Business-to-business (B2B) payment cross-border payment provider TransferMate has earned a payments license in Singapore, according to reports. The move marks the company’s first regulatory approval in Asia and will reportedly offer “inroads into the region’s high-growth markets” to the company’s client base. As it stands, the company has license approval in 49 U.S. states along with D.C. and Puerto Rico in addition to Canada, New Zealand and Australia, among other places. TransferMate co-founder and CFO Sinead Fitzmaurice said, according to reports, “Gaining regulatory approval in Singapore marks a significant step for our business and provides a major boost for customers doing business in and out of Asia.”
In Hong Kong, Chinese bank Shanghai Commercial Bank (SCB) is working with the EMQ to support cross-border money transfers, according to reports. Through the tie-up, the SCB payment platform would integrate with the network of EMQ to reportedly offer cost-effective as well as secure cross-border solutions. The news comes as the bank created the Shacom Pay mobile app for low-value instant transactions. SCB managing director and CEO David Kwok said, according to reports, “We are delighted to partner with EMQ as a part of our digital banking strategy to offer customers a fast, convenient and secure money transfer service through our banking network and mobile app.”

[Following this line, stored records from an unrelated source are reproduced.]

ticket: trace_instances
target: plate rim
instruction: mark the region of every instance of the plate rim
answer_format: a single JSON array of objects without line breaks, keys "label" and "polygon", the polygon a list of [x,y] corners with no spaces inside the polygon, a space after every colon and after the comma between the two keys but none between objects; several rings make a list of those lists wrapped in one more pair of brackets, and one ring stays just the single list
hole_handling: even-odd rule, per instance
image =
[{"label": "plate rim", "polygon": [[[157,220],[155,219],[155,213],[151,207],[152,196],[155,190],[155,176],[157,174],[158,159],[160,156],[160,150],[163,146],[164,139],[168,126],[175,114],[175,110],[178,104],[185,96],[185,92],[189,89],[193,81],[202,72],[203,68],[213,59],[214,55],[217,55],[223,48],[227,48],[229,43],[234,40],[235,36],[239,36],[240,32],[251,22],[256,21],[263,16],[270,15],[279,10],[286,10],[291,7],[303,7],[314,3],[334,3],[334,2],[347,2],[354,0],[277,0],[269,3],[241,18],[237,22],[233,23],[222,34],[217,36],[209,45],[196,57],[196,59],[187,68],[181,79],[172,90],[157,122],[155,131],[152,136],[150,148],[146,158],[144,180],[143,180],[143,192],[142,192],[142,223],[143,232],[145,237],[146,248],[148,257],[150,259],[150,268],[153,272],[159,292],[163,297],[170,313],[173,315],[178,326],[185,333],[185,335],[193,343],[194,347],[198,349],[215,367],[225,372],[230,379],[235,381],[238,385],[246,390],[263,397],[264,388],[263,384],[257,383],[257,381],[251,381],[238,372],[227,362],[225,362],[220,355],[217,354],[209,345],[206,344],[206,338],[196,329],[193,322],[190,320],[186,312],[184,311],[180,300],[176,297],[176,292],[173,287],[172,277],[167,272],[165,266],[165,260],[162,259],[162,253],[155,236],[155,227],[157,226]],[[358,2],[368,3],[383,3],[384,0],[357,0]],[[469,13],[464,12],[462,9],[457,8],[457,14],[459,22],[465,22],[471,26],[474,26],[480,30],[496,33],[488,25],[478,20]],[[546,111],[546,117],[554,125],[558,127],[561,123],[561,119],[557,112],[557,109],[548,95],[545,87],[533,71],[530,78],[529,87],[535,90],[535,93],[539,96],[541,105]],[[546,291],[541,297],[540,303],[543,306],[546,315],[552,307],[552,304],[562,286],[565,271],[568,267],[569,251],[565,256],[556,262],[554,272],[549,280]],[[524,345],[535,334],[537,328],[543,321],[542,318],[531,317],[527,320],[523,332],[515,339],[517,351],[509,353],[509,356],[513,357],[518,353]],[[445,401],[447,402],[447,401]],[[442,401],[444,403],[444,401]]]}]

In other payment news from Asia, Woori Bank and Wing Limited Special Bank have reportedly inked a memorandum of understanding for money transfers in real-time between South Korea and Cambodia, The Khmer Times reported. The service could roll out in the middle of 2019, per a statement cited by the report. As it stands, an estimated 40,000 immigrants from Cambodia live in South Korea, and the firms reportedly forecast that figure to still grow in the years to come. Users will reportedly be able to transfer money via automated machines, a banking application or a bank branch when the service becomes available.
On another note, Safaricom rolled out a bus ticketing product with the help of BuuPass Limited, The Star reported. To access the service, customers can a use website or a phone number. At the same time, it was reported that payments are taken via M-PESA. Users can choose a bus operator along with specific seat numbers and preferred times of travel through the platform. Tickets are then printed at the bus station after a confirmation SMS is shown. Safaricom Chief Enterprise Business Officer Rita Okuthe said, according to the report, “This partnership with BuuPass seeks to extend the convenience of M-PESA by empowering our customers to book a bus ticket wherever they may be and at their luxury.”